From a694e327740e369340fcc3e2b2a7484fd2b8e644 Mon Sep 17 00:00:00 2001
From: CarolinePascal <caroline8.pascal@gmail.com>
Date: Mon, 15 Jun 2026 14:31:42 +0200
Subject: [PATCH] feat(dataset tools): adding missing docstrings and features
 for depth fill support in dataset edition tools

---
 src/lerobot/datasets/dataset_tools.py       | 29 ++++++-------
 src/lerobot/scripts/lerobot_edit_dataset.py | 33 ++++++++++++++-
 tests/datasets/test_dataset_tools.py        | 26 +++++++++++-
 tests/scripts/test_edit_dataset_parsing.py  | 45 +++++++++++++++++++++
 4 files changed, 116 insertions(+), 17 deletions(-)

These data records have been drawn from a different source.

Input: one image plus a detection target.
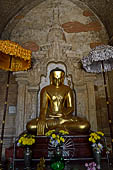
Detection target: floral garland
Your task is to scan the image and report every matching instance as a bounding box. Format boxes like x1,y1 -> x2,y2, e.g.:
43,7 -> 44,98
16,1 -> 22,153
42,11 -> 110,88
89,131 -> 104,152
17,134 -> 35,146
45,129 -> 69,147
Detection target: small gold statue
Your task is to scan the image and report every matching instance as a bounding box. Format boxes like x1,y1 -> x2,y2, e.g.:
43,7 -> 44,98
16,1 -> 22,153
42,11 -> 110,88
27,68 -> 90,135
37,157 -> 45,170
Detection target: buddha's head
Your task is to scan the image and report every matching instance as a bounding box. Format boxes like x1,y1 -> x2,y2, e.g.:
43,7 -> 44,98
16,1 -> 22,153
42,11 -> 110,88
50,67 -> 65,87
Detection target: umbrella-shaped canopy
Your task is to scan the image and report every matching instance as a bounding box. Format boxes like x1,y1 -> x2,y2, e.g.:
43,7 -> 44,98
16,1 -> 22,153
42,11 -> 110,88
81,45 -> 113,150
82,45 -> 113,73
0,40 -> 31,71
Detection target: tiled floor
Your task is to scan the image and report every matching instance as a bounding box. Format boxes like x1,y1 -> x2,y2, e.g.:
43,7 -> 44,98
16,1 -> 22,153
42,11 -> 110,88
9,160 -> 113,170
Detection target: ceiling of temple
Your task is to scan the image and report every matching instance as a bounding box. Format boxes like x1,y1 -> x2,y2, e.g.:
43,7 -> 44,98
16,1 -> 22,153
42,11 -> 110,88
0,0 -> 113,38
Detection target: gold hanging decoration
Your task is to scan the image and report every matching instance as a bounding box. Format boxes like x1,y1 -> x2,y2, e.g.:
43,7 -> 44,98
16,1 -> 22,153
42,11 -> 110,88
0,40 -> 31,71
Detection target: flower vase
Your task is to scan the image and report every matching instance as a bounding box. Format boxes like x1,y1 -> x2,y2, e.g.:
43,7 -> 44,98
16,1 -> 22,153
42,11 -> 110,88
24,146 -> 32,170
93,150 -> 101,169
51,146 -> 64,170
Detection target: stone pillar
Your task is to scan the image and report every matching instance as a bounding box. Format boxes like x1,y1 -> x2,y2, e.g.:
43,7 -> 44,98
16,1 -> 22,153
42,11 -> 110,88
16,80 -> 27,136
26,87 -> 38,123
87,81 -> 97,131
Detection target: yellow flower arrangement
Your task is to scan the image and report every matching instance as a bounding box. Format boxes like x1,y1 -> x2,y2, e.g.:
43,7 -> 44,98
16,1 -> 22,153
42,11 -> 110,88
45,129 -> 69,147
89,131 -> 104,152
17,134 -> 35,146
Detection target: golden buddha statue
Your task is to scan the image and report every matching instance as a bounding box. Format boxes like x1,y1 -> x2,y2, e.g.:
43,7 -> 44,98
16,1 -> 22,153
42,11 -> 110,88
27,68 -> 90,135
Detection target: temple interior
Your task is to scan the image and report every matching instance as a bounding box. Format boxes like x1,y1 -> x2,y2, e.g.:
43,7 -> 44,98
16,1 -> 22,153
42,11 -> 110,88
0,0 -> 113,170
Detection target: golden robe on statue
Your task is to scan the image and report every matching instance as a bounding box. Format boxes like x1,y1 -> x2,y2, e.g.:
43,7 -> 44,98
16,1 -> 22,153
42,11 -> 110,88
27,68 -> 90,135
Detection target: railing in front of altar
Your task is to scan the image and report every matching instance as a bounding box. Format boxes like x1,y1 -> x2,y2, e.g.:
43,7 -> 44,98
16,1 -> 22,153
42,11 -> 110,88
13,135 -> 109,170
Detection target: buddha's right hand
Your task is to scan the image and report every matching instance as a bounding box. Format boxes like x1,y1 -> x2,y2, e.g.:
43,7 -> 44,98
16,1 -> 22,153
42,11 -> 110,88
37,119 -> 46,135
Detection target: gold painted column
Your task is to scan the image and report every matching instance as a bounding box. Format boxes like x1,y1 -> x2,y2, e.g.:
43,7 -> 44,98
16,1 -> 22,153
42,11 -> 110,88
16,80 -> 27,136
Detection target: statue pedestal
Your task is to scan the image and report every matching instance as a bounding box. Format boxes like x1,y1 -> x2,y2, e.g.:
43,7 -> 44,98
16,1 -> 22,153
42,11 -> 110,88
33,135 -> 93,159
5,135 -> 93,160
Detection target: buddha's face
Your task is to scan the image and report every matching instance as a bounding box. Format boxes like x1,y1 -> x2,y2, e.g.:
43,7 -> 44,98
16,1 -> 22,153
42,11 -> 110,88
50,71 -> 64,87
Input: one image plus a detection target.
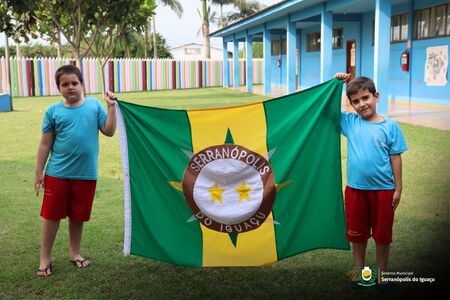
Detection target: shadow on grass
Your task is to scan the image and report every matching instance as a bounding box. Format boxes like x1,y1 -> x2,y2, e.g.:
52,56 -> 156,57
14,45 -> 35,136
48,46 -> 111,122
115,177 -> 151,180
0,169 -> 448,299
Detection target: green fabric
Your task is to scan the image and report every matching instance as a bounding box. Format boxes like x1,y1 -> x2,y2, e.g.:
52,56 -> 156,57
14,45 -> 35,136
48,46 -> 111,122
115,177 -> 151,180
264,79 -> 348,259
118,79 -> 349,266
118,101 -> 202,266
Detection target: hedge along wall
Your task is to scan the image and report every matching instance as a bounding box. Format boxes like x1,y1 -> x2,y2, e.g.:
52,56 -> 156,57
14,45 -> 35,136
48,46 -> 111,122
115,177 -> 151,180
0,57 -> 263,97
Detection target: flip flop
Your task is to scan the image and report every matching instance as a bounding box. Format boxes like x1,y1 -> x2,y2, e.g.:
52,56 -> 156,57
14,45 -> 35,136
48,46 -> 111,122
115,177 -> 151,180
36,263 -> 53,277
69,258 -> 91,269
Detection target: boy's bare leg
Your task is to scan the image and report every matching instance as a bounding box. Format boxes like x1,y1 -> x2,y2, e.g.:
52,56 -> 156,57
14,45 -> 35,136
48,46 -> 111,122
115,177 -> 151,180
376,244 -> 391,271
69,219 -> 90,268
352,242 -> 367,268
39,219 -> 59,270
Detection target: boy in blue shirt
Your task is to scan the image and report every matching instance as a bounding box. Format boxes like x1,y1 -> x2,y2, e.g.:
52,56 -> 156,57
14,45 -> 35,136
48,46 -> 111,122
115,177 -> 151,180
336,73 -> 408,282
34,65 -> 116,277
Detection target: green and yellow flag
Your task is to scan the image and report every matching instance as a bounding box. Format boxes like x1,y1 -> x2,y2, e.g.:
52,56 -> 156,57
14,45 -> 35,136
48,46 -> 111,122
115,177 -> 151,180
118,79 -> 349,267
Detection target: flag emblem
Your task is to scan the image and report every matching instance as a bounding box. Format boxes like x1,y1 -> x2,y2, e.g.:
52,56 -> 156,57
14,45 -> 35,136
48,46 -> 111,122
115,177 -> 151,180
183,144 -> 275,233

diff --git a/src/lerobot/datasets/dataset_tools.py b/src/lerobot/datasets/dataset_tools.py
index c64c4c29c..5170c0137 100644
--- a/src/lerobot/datasets/dataset_tools.py
+++ b/src/lerobot/datasets/dataset_tools.py
@@ -608,7 +608,7 @@ def _keep_episodes_from_video_with_av(
     output_path: Path,
     episodes_to_keep: list[tuple[int, int]],
     fps: float,
-    camera_encoder: VideoEncoderConfig,
+    video_encoder: VideoEncoderConfig,
 ) -> None:
     """Keep only specified episodes from a video file using PyAV.
 
@@ -622,7 +622,7 @@ def _keep_episodes_from_video_with_av(
             Ranges are half-open intervals: [start_frame, end_frame), where start_frame
             is inclusive and end_frame is exclusive.
         fps: Frame rate of the video.
-        camera_encoder: Video encoder settings used to re-encode the kept frames.
+        video_encoder: Video encoder settings used to re-encode the kept frames.
     """
     from fractions import Fraction
 
@@ -647,13 +647,13 @@ def _keep_episodes_from_video_with_av(
 
     # Convert fps to Fraction for PyAV compatibility.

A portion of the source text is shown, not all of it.